The national buzz surrounding Mitch Trubisky became real after North Carolina’s 37-35 win over Florida State last weekend.
The Tar Heel signal-caller was the nation’s most accurate passer (completing 76 percent of his attempts) through the first five weeks of the season. He is also coming off three straight outings of 400-plus passing yards, becoming the first player in program history to accomplish that feat.
On Saturday, though, he’ll face his toughest challenge yet.
Virginia Tech, now ranked No. 25 in the AP Top 25 poll, travels to Chapel Hill this weekend with plans of getting a leg up on No. 17 UNC in the race for the ACC Coastal Division title. The Tar Heels solidified last year’s division title by spoiling Frank Beamer’s last home game in Lane Stadium, and while the Hokies can’t clinch the Coastal on Saturday, they’d be happy to get some revenge while crushing Trubisky’s Heisman hopes in the process.
It will be elite offense versus elite defense when the two teams meet. Larry Fedora’s group ranks No. 5 in the nation in yards per play (7.47), while Justin Fuente’s squad is No. 7 in yards per play allowed (4.18).
The Tar Heel offense hasn’t seen anything like this yet. As much as they’ve blown up box scores during their four-game winning streak, the stingiest defense they faced during that stretch was Illinois (No. 78 nationally with 5.68 yards per play allowed).

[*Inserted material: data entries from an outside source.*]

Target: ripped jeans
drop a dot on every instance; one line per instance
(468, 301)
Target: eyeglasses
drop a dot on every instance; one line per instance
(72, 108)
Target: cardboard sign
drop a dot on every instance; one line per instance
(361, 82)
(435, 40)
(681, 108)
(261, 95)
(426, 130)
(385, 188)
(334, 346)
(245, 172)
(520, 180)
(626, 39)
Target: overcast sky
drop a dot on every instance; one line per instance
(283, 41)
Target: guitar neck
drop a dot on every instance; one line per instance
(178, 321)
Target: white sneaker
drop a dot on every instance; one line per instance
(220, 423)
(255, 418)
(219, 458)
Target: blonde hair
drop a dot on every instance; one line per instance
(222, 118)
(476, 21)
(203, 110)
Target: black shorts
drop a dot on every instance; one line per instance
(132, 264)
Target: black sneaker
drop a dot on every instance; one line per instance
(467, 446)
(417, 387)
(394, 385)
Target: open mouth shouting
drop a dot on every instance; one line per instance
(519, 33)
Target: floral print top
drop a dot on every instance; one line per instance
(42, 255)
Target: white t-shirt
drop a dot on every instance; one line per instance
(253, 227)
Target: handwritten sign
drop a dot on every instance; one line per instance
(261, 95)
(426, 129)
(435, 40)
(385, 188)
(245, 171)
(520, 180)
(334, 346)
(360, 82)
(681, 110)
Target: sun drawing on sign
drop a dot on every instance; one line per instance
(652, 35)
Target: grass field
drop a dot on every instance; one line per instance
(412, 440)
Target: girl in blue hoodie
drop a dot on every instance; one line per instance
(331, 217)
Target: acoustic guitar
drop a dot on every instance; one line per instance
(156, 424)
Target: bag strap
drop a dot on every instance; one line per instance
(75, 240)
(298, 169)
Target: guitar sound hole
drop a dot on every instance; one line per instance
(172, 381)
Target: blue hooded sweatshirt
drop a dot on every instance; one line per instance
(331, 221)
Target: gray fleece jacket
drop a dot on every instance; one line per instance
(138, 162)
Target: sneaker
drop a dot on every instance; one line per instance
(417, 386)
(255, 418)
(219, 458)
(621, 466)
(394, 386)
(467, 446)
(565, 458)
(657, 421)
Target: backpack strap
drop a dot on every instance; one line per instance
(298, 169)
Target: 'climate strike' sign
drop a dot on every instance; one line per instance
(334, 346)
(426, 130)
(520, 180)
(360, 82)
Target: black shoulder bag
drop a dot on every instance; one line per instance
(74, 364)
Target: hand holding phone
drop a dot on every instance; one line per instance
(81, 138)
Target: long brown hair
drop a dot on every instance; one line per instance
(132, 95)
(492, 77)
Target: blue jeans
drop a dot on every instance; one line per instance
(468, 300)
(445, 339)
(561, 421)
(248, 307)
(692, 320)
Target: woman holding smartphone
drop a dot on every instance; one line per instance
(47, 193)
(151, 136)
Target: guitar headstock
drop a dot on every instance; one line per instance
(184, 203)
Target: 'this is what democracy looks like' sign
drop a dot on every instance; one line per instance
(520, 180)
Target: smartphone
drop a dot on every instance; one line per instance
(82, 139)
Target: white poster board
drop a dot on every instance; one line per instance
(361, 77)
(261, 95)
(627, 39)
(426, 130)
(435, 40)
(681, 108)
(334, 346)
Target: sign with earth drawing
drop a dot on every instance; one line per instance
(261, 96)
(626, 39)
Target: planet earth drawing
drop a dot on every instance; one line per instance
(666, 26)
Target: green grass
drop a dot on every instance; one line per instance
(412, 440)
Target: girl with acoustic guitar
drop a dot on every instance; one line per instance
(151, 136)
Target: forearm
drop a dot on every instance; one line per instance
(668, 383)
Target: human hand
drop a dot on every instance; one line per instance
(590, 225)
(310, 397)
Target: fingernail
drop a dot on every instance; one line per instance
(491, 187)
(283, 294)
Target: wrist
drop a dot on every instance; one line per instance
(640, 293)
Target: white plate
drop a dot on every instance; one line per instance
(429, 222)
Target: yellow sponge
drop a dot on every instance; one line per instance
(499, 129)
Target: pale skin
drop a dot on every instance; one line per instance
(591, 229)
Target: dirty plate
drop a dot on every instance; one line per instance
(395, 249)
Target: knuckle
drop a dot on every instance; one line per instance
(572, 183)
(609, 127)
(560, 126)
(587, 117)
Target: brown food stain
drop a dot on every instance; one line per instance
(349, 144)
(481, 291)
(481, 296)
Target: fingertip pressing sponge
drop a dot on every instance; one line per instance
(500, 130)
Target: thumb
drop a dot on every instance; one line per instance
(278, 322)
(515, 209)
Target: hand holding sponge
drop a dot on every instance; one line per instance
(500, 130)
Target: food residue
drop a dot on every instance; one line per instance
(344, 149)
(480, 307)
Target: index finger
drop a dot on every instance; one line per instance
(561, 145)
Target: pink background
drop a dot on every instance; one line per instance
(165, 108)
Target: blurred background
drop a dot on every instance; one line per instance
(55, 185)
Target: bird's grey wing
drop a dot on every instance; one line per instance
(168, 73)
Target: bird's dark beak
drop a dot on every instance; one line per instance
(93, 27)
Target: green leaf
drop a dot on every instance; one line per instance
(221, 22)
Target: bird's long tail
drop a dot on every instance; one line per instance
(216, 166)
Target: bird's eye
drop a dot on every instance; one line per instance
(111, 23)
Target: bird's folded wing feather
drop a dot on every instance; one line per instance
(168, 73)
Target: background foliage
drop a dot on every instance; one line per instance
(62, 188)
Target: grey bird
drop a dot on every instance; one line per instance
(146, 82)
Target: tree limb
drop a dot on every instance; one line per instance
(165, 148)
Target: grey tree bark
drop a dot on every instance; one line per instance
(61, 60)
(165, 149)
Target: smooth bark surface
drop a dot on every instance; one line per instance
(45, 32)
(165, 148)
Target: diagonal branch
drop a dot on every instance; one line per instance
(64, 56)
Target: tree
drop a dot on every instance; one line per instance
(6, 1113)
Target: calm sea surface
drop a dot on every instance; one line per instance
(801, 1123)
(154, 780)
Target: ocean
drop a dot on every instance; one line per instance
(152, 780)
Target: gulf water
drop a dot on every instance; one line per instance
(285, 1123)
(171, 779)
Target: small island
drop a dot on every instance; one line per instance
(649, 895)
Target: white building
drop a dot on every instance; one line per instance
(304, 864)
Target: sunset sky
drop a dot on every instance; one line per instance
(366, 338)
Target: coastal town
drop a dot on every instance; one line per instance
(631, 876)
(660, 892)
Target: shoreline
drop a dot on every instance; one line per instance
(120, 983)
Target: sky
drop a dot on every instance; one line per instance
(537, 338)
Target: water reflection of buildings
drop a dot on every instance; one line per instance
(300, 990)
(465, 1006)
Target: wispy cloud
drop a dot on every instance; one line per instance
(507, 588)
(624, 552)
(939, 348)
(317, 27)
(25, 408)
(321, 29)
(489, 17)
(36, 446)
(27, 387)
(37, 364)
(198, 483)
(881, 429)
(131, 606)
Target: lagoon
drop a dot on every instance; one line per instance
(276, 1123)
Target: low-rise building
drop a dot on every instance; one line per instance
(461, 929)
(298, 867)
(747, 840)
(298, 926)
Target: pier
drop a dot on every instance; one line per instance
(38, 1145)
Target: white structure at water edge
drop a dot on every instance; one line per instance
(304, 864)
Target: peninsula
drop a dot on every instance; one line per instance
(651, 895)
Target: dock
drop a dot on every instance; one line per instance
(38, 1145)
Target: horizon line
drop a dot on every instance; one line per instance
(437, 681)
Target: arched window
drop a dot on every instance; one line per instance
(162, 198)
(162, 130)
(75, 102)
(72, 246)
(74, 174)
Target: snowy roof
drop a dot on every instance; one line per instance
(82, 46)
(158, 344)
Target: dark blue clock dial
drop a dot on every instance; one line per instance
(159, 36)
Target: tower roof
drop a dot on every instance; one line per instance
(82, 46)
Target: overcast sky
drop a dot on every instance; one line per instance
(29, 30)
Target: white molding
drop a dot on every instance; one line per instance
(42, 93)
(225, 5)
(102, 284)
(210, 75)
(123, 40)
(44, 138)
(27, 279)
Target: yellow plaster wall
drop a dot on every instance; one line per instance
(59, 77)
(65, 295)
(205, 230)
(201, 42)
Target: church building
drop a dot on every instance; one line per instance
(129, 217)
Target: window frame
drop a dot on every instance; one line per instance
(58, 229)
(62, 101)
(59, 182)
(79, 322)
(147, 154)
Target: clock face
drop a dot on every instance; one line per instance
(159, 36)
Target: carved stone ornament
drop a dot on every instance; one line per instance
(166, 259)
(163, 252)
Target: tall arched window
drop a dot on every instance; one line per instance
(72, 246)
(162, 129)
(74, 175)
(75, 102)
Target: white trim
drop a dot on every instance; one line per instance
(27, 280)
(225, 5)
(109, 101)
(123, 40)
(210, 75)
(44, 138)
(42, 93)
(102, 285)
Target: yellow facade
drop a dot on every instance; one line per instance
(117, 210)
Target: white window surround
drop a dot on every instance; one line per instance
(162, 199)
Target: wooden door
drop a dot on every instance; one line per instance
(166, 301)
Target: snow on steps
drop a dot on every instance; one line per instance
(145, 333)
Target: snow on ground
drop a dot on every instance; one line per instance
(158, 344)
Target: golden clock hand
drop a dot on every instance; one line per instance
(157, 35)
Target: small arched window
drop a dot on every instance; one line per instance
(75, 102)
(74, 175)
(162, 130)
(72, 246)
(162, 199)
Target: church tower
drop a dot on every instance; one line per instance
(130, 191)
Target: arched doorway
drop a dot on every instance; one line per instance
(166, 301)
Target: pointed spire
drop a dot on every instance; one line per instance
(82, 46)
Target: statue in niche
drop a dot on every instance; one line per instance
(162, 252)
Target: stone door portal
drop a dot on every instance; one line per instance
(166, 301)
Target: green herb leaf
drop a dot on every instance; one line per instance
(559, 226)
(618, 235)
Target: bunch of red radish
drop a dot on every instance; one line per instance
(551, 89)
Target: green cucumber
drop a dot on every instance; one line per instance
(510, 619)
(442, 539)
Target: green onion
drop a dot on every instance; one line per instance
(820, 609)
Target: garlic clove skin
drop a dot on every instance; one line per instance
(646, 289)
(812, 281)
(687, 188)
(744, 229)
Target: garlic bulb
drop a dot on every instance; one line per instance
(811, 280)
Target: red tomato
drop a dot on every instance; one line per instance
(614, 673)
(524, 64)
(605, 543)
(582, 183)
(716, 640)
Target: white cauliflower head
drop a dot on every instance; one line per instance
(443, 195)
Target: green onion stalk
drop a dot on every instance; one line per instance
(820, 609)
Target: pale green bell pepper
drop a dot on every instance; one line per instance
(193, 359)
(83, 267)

The Hokies are a different animal. So far, they’ve surrendered an average of only 3.15 yards per rush (No. 21 nationally) and 5.5 yards per pass attempt (No. 9).
Virginia Tech’s secondary, led by cornerback Brandon Facyson, safety Chuck Clark and rover Terrell Edmunds, has been stellar. The defensive backs are responsible for four of the team’s five interceptions this fall, and opposing teams have completed only 41.3 percent of their passes.
Something will have to give when the Hokie defense meets UNC’s passing game.
North Carolina is one of two FBS teams that has yet to throw an interception this year. (Oddly enough, the Tar Heels haven’t picked off any passes, either.)
Trubisky has been tremendous. The Mentor, Ohio, native has racked up 1,711 yards and 13 touchdowns through the air to go along with 56 yards and four scores on the ground. Surrounding him is an arsenal of proven pass-catchers who have given opposing defensive coordinators headaches all year. Senior Ryan Switzer is the star of the group, tallying 47 receptions (with zero drops) for 587 yards and two touchdowns in the first five games.
The Tar Heels’ two-headed rushing attack of junior Elijah Hood and senior T.J. Logan has been productive as well. However, Hood is listed as questionable going into Saturday after he was knocked out of the Florida State game toward the end of the first half. UNC could very well end up leaning heavily on the passing game anyway considering the only run defense it has faced better than Virginia Tech’s, Pittsburgh, held Carolina to 18 rushing yards on 22 attempts.
While that puts pressure on Trubisky, it’s another opportunity for him to prove he belongs in the Heisman conversation. If he can pass this test, the Tar Heels have a lot to be excited about looking ahead.